一条は手の甲で涙を拭った。それは4人に泣き顔を見られるのが恥ずかしいという理由ではなく、2人だけの空間に閉じ込めておきたかったからだった。
「なぁ。」
「はい。どうしたの?」
「きつくねーのか、毎日。」
「大丈夫よ。」
「そっか。」
「うん。」
「なぁ。」
「ん?どうしたの?」
「病院食、まじーだろ。」
「あれは、栄養バランスを、整えたやつ、だからね。」
「ああそうか。ならいいのか。」
「うん。」
「なぁ。」
「なあに…どうしたの?」
「俺さ、幸せになるよ。」
「うん。」
「誰も傷つけないように、誰かを守るために。」
「うん…。」
「だから、頑張る。」
「そうね。頑張らないとね…。」
「そうだな。」
「うん。」
「なぁ。」
「どうしたの…?」
「お母さん。大好きだよ。」
「私もよ、景。愛してる。」
4人に出迎えられ、病院へ戻っていく最中。一条は母を見てほっと胸を撫で下ろした。いつ以来か分からないその穏やかな笑顔が、日の光を浴びてシャボン玉のようにキラリと光っていた。
「先輩。」
病院へ戻る住宅街の道のり、車椅子を押す葛城の背中を眺めながら一条は答える。
「ん?」
「記念日になりましたか?」
「まぁ、な。ありがとう。」
露木はその答えを待っていたように安心した笑顔を浮かべる。それを見て一条も笑った。やがて前を歩く彼らに見えないように、恐る恐る露木の手を握った。

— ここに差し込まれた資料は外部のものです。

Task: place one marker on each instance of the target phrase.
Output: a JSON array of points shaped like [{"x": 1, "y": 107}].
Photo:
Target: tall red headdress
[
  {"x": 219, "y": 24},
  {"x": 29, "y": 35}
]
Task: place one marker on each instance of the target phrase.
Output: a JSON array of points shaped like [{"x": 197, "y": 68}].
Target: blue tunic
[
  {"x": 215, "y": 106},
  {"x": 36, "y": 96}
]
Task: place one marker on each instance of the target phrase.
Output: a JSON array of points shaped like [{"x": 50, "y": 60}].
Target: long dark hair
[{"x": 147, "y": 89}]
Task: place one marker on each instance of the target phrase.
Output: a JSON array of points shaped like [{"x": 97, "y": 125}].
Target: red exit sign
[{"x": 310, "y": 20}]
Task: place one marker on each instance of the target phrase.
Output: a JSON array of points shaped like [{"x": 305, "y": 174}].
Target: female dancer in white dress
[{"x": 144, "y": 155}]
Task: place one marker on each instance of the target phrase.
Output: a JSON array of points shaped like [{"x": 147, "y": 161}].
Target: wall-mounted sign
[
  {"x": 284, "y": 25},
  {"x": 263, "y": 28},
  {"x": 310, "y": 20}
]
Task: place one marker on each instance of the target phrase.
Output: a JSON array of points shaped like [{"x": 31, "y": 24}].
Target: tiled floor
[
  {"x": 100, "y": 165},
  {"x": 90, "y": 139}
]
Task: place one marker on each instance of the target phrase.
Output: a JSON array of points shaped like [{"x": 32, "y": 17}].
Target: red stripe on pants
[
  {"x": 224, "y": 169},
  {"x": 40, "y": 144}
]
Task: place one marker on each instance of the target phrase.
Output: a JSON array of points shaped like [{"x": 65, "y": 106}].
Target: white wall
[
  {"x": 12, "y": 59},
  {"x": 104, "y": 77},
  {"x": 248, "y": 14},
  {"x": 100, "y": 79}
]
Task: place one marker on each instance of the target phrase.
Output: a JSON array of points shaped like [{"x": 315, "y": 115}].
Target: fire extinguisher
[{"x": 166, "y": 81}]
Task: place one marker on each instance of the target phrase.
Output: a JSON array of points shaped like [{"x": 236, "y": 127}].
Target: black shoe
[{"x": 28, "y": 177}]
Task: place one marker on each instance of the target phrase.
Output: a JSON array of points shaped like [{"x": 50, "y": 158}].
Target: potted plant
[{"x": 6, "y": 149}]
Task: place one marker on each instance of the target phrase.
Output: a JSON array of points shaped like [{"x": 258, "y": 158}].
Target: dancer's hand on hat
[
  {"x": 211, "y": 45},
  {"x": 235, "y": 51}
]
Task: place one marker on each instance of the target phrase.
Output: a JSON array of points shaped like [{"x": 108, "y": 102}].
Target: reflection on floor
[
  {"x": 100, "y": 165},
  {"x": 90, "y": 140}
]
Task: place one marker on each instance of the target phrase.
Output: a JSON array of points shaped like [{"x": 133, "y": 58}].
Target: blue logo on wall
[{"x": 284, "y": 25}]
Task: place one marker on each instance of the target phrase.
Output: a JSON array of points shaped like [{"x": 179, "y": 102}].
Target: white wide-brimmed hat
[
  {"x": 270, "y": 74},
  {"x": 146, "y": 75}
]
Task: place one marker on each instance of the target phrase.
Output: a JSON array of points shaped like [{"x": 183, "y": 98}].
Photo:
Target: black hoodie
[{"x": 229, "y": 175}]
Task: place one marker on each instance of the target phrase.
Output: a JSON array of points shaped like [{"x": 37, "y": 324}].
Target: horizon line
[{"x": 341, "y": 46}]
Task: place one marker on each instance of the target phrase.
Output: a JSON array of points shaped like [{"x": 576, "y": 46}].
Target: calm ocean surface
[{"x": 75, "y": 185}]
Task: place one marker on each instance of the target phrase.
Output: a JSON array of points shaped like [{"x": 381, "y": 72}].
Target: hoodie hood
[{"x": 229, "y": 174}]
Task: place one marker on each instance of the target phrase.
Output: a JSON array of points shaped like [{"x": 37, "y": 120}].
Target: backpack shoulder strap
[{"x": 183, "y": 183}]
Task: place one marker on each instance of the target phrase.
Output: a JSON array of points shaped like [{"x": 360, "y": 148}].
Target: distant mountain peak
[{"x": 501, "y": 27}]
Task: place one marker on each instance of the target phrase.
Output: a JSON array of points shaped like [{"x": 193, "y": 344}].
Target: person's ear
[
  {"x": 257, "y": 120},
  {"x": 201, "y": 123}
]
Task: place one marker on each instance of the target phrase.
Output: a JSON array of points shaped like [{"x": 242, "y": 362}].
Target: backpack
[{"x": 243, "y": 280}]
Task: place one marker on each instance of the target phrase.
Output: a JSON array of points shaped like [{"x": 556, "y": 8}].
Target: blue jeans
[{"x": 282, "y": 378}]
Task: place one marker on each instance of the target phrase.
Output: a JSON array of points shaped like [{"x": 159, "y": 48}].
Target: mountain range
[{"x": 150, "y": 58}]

最初は驚いていた彼女だったが、すぐに握り返した。暖かく小さな掌。もう後悔しないようにと一条は心の中で決めていた。
もう少しだけ早く素直になれたら、もっと沢山の想いを伝えられたかもしれない。もっと時間をかけて許し合えたかもしれない。それでも道はずっと前に伸びている。それは非情にも帰り道ではない。残酷で厳しい世界だからこそ、一条は露木の何もかもを離したくないと感じた。
開けた大通りに吹き荒ぶ湿気を含んだ風が6人を平等に殴る。ゆっくりと掌を広げ、一条は葛城の肩を叩いて、もう一度手押しハンドルのグリップを握り締めた。
「おふくろ、帰ろうか。」
「そうね。」
信号が青に変わる。
最期の会話は、日常に溶け込んでしまうほど軽く、果てしなく残り続けるシミのように、病院前の通りに漂っていた。